Thyroid Nodule with a Bethesda 2 FNA result

The Bethesda System category 2 is called benign, though nodules in this category prove to have cancer 4% of the time. Ongoing management recommendations depend on the clinical scenario especially the ultrasound TiRads score.

 

Concepts

Not all thyroid nodules that appear suspicious on ultrasound are malignant (cancerous). Not all nodules that appear benign on ultrasound are benign. A needle biopsy result may increase or decrease the likelihood of a nodule being cancerous, but still does not guarantee either the presence or absence of cancer. There is no way to absolutely guarantee that a nodule is benign, other than removing the nodule surgically.

A single benign reading on ultrasound guided fine needle aspirate is about 96% accurate. Still, 4% of nodules assigned Bethesda category 2 (benign) eventually prove to have cancer.

The decision to undergo surgery comes down to risks and benefits. In an effort to avoid unnecessary surgery, criteria for undertaking thyroid surgery are applied. Thyroid nodules suspected to have a roughly 25% or higher chance of cancer merit surgery. Nodules with less than a roughly 25% chance of cancer usually do not meet criteria for surgical removal, except when the size of the nodule causes compression of adjacent structures, an unwanted lump in the neck, or if the nodule were hyperactive (toxic thyroid nodule), or if Graves disease is present.

In order of decreasing accuracy, the indicators of possible malignancy are 1) known spread of thyroid cancer to a site outside of the thyroid gland (such as a lymph node) 2) needle biopsy results, 3) ultrasound characteristics (Ti-Rad system), and 4) growth of a nodule.


high risk Nodules with one benign usgfnab reading:

When a thyroid nodule has an ultrasound Ti-Rads score of 5 (high suspicion for malignancy) and one USGFNAB reading of benign (Bethesda system category 2) cytopathology, the available data are incongruent.
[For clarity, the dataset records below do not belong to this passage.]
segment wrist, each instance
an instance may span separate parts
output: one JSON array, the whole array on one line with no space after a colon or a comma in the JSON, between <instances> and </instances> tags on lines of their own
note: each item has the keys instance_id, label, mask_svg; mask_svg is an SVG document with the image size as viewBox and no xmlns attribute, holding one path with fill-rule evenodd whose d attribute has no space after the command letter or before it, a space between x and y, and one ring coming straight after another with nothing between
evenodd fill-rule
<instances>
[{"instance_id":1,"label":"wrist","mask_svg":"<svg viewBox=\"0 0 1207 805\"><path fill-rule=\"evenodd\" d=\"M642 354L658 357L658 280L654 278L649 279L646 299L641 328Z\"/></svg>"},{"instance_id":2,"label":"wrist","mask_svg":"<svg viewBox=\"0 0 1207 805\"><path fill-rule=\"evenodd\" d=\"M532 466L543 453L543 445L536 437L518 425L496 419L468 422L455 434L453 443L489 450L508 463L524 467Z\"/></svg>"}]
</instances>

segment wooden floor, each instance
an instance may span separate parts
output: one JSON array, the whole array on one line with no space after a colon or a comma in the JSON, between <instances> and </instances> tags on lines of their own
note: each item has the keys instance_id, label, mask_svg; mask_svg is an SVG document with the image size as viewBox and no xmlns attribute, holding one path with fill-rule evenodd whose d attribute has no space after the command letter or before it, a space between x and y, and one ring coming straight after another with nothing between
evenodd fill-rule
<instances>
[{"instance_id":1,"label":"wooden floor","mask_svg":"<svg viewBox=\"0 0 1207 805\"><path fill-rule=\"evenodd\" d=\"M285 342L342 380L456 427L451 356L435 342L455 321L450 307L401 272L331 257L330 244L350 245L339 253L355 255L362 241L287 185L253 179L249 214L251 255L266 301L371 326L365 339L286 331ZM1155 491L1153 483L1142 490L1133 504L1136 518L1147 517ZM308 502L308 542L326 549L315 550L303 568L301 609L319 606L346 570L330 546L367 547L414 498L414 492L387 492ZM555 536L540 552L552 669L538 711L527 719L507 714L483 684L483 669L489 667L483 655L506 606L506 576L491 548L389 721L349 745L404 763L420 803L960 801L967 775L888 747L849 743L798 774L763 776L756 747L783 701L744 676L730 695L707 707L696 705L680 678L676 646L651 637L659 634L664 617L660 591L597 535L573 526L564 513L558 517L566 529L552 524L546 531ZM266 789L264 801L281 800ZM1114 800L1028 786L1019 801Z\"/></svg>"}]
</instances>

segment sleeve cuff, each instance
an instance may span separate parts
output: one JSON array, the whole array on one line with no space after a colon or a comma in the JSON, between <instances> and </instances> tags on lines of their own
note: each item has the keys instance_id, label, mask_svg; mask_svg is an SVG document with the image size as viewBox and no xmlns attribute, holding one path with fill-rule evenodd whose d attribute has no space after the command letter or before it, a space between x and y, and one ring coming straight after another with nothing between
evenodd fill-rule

In this situation, a repeat thyroid ultrasound and USGFNAB are typically performed in 12 months of the first USGFNAB, largely because of the high false negative rate of Bethesda 2 nodules with suspicious TR5 scores.

  • If this second biopsy is also benign, the risk of malignancy is close to zero, and clinical judgment may be used to undertake another thyroid ultrasound in 2 years, to observe without a planned procedure, or in some cases, such as with a nodule ≥ 3 cm diameter, consider surgery.

(This is a strong recommendation with moderate-quality evidence per the 2015 ATA guidelines.)


low to intermediate risk nodules with one benign usgfnab reading:

When a thyroid nodule has a ultrasound Ti-Rads score of 3 or 4 (low to intermediate suspicion for malignancy), and one USGFNAB reading of benign (Bethesda system category 2) cytopathology, a repeat thyroid ultrasound is typically repeated at 12–24 months from the USGFNAB.

  • Then, if sonographic evidence of growth (20% increase in at least two nodule dimensions with a minimal increase of 2 mm or more than a 50% change in volume) or development of new suspicious sonographic features, the FNA could be repeated or observation continued with repeat US, with repeat FNA in case of continued growth.

(This is a weak recommendation with low-quality evidence per the 2015 ATA guidelines.)


Low and Very low risk nodules with one benign USGFNAB reading:

When a thyroid nodule has a ultrasound Ti-Rads score of 1 or 2 (very low or low suspicion for malignancy), and one USGFNAB reading of benign (Bethesda system category 2) cytopathology, the utility of surveillance US and assessment of nodule growth as an indicator for repeat FNA to detect a missed malignancy is limited. If thyroid ultrasound is repeated, it would typically be done after 24 months.

(This is a weak recommendation with low-quality evidence per the 2015 ATA guidelines.)